La recherche sur les canaux secondaires s'est également étendue au-delà des processeurs. GPU.zip a montré que les processeurs graphiques, ou GPU, peuvent parfois divulguer des indices visuels grâce à la façon dont ils traitent les données d'image en arrière-plan, y compris les pixels d'une autre page Web dans le navigateur Google Chrome. AllerRécupérerpublié en 2024, a montré qu'une fonctionnalité matérielle de nombreux processeurs Apple conçue pour prédire les besoins futurs en mémoire pourrait compromettre les protections des logiciels cryptographiques et aider à extraire des clés secrètes.
La dernière attaque, appelée GELabréviation de « empreinte digitale à distance à l'aide de la synchronisation SSD basée sur OPFS », implique des disques SSD, ou SSD. Ces disques constituent une forme extrêmement courante de stockage rapide sur presque tous les ordinateurs modernes. FROST montre qu'un site Web malveillant peut utiliser une fonctionnalité de stockage du navigateur appelée système de fichiers privé d'origine pour créer et accéder à des fichiers dans une zone protégée, appelée bac à sable, que le navigateur réserve pour ce site Web, puis mesurer de minuscules retards dans l'activité du SSD.
L'intuition est simple. Si plusieurs programmes utilisent le même périphérique de stockage, ils peuvent se ralentir légèrement, comme les voitures partageant la même route. En mesurant ces délais dans un navigateur, les chercheurs de FROST ont montré qu'un site Web pouvait, dans des conditions spécifiques, déduire des informations sur d'autres activités sur le même ordinateur, comme les sites Web visités ou les applications utilisées.
Des leçons plus que des pertes
Alors, à quelle fréquence les attaques par canal secondaire sont-elles utilisées ? La réponse honnête est que même si elles peuvent être dommageables, elles ne constituent pas une cyberattaque quotidienne à laquelle la plupart des gens sont confrontés. La plupart des cybercrimes réels reposent encore sur des méthodes plus simples et moins coûteuses, telles que l'exploitation des vulnérabilités logicielles, le vol d'informations d'identification, le phishing, les logiciels malveillants et les ransomwares. Le rapport d'enquête sur les violations de données 2026 de Verizon, par exemple, met en évidence vulnérabilités logicielles et ransomwares comme des sources majeures de violations, et non comme des attaques par canal secondaire comme point d'entrée de routine.

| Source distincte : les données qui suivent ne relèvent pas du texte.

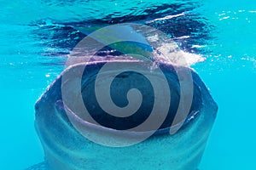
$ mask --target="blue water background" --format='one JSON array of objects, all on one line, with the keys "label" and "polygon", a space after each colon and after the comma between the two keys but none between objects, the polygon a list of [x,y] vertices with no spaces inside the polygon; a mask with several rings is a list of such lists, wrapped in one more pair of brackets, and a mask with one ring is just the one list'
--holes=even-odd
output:
[{"label": "blue water background", "polygon": [[[114,2],[108,8],[116,8]],[[45,54],[56,49],[32,33],[32,23],[83,20],[90,14],[82,15],[86,10],[96,7],[85,8],[82,1],[0,0],[0,169],[43,161],[34,103],[64,68],[65,57]],[[213,28],[203,47],[207,60],[193,68],[219,107],[200,169],[256,169],[256,1],[206,0],[195,10]]]}]

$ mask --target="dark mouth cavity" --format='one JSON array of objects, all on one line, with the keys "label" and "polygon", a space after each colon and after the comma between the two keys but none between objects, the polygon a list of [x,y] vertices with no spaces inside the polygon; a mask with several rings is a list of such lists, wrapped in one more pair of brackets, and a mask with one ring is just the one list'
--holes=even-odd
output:
[{"label": "dark mouth cavity", "polygon": [[[119,107],[128,105],[127,92],[131,88],[138,89],[143,96],[140,108],[131,116],[118,117],[105,112],[99,105],[95,94],[95,81],[96,75],[103,63],[86,65],[82,81],[82,97],[84,104],[92,118],[101,126],[116,130],[127,130],[142,124],[148,118],[154,102],[153,87],[145,76],[134,71],[124,71],[115,76],[111,84],[110,95],[113,102]],[[168,81],[171,92],[171,102],[167,116],[159,129],[168,128],[172,126],[176,116],[180,100],[180,88],[177,73],[172,65],[164,67],[163,72]],[[152,73],[154,74],[154,73]],[[155,75],[156,76],[158,75]],[[90,77],[90,78],[88,78]],[[165,102],[165,101],[162,101]],[[199,87],[194,83],[193,101],[189,113],[183,122],[183,126],[190,122],[199,113],[201,107],[201,96]],[[159,110],[161,114],[161,110]],[[89,122],[88,120],[84,120]],[[93,122],[90,122],[93,123]],[[142,129],[141,132],[155,130],[150,127]]]}]

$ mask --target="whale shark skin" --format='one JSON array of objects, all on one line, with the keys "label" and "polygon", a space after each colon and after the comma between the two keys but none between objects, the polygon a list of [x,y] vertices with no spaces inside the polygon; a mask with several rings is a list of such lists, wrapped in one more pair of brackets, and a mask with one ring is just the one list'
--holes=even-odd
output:
[{"label": "whale shark skin", "polygon": [[[91,71],[96,71],[104,62],[112,61],[91,62],[87,63],[86,66],[90,66]],[[117,61],[119,62],[123,61]],[[84,65],[81,63],[65,70],[37,101],[35,128],[44,150],[45,160],[28,170],[197,169],[217,115],[218,106],[193,70],[181,68],[191,71],[194,83],[191,107],[195,105],[197,114],[189,114],[182,128],[174,134],[156,133],[137,144],[113,148],[96,144],[84,138],[73,127],[64,109],[61,78],[63,75],[76,71],[77,68],[84,67]],[[163,71],[166,75],[173,71],[172,65],[163,65],[166,68]],[[91,77],[88,78],[86,75],[83,76],[82,82],[86,78],[90,80]],[[167,81],[177,80],[171,78]],[[85,93],[86,94],[88,94]],[[160,131],[159,129],[156,132]]]}]

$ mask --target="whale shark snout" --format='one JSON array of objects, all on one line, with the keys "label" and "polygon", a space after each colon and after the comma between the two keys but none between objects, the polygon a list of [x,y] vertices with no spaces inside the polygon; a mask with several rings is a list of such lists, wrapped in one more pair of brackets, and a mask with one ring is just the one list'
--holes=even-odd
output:
[{"label": "whale shark snout", "polygon": [[[162,77],[154,70],[143,71],[142,73],[126,71],[118,74],[118,70],[119,68],[121,70],[121,67],[103,71],[101,73],[102,77],[98,77],[100,70],[108,63],[115,65],[130,63],[131,65],[141,65],[139,69],[143,67],[143,64],[139,61],[131,60],[102,60],[74,65],[64,71],[38,100],[35,106],[35,127],[45,154],[46,167],[44,168],[52,170],[196,169],[218,110],[216,103],[199,76],[189,68],[178,66],[180,71],[189,71],[192,75],[193,90],[189,93],[192,93],[193,98],[188,115],[183,120],[173,124],[181,101],[180,81],[182,80],[178,79],[177,71],[172,65],[160,63],[159,67],[168,83],[170,100],[164,99],[160,102],[152,119],[154,121],[151,121],[148,126],[132,128],[147,122],[157,99],[155,99],[157,94],[154,91],[154,87],[147,79],[147,75],[151,75],[158,82],[159,88],[162,89],[157,92],[158,97],[166,99],[165,95],[168,94],[166,94],[165,91],[166,89],[161,87]],[[81,71],[81,68],[85,69],[83,69],[79,79],[75,75],[77,71]],[[67,77],[67,75],[69,75],[68,79],[63,81],[63,77]],[[117,76],[112,77],[113,75]],[[123,117],[115,116],[108,114],[101,107],[95,88],[105,89],[104,86],[108,78],[113,79],[109,93],[114,105],[119,108],[125,108],[129,104],[133,105],[131,110],[138,107],[134,114]],[[77,99],[79,95],[73,88],[73,83],[80,85],[79,91],[90,116],[83,115],[81,111],[83,108],[79,108],[79,99]],[[66,96],[64,96],[61,88],[66,85],[70,88],[66,88]],[[140,94],[136,94],[134,91],[137,97],[131,99],[135,100],[132,102],[131,99],[129,100],[127,94],[129,90],[135,88],[138,89]],[[67,94],[67,97],[73,96],[67,105],[65,101]],[[137,103],[141,105],[137,106]],[[70,105],[76,110],[70,108]],[[168,110],[165,115],[163,112],[166,105]],[[154,126],[155,122],[161,123]],[[177,131],[170,133],[170,130],[177,127],[178,127]],[[151,133],[152,131],[154,133]],[[143,139],[148,133],[150,133],[148,138],[125,147],[104,146],[86,138],[87,135],[96,136],[96,139],[100,139],[101,142],[119,144]]]}]

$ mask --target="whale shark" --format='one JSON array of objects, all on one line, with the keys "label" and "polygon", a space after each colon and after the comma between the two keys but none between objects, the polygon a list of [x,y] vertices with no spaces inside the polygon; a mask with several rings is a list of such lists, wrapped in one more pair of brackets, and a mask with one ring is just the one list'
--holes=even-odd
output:
[{"label": "whale shark", "polygon": [[[119,28],[124,31],[124,26],[127,25]],[[116,27],[111,31],[118,32]],[[124,31],[121,35],[129,38]],[[106,44],[97,36],[90,38],[96,42],[93,47]],[[147,41],[143,40],[143,46],[135,43],[147,60],[96,54],[86,62],[82,58],[71,63],[51,83],[35,105],[35,128],[44,162],[28,170],[198,168],[218,105],[193,69],[177,59],[162,60]],[[110,48],[128,53],[133,46],[128,42],[111,43]],[[183,54],[180,50],[168,53],[171,57]],[[153,62],[148,65],[148,60]],[[108,107],[112,105],[116,107]],[[127,115],[127,110],[132,114]]]}]

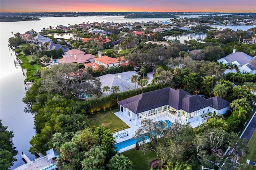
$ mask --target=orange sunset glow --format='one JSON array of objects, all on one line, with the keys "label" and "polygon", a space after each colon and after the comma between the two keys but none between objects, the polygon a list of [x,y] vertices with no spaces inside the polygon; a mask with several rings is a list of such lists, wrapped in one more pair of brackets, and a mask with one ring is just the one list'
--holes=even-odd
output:
[{"label": "orange sunset glow", "polygon": [[256,12],[255,0],[5,0],[1,12]]}]

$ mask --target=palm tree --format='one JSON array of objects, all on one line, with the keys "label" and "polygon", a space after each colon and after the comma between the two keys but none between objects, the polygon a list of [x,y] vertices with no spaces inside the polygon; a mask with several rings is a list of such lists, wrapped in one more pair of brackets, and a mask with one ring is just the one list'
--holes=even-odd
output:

Cela ne rend pas les attaques par canal secondaire sans importance. Beaucoup sont découverts par les chercheurs avant d’être utilisés à grande échelle par des criminels. Mais ils sont importants car ils révèlent les faiblesses des hypothèses qui sous-tendent l’informatique moderne. Ils influencent la conception des puces, la sécurité des navigateurs, le cloud computing, les bibliothèques cryptographiques et la façon dont les ingénieurs envisagent la confidentialité.
Les attaques par canal secondaire rappellent que les ordinateurs n’ont pas besoin de révéler intentionnellement des secrets pour les divulguer. Parfois, les plus petits indices laissés pendant qu’ils travaillent peuvent en dire plus que prévu.
Par Chetan Jaiswal
Chetan Jaiswal est professeur agrégé d'informatique à l'Université Quinnipiac, Connecticut. Ses intérêts de recherche portent sur les bases de données, la sécurité et la confidentialité, le cloud computing, la vision par ordinateur, l'intelligence artificielle et l'apprentissage automatique. Il a préparé et enseigné plusieurs cours de premier cycle et des cycles supérieurs sur la cybersécurité, les bases de données, les systèmes d'exploitation, la cryptographie, la sécurité de l'information, les réseaux informatiques et les langages tels que Python, Scala, C, C++ et Java.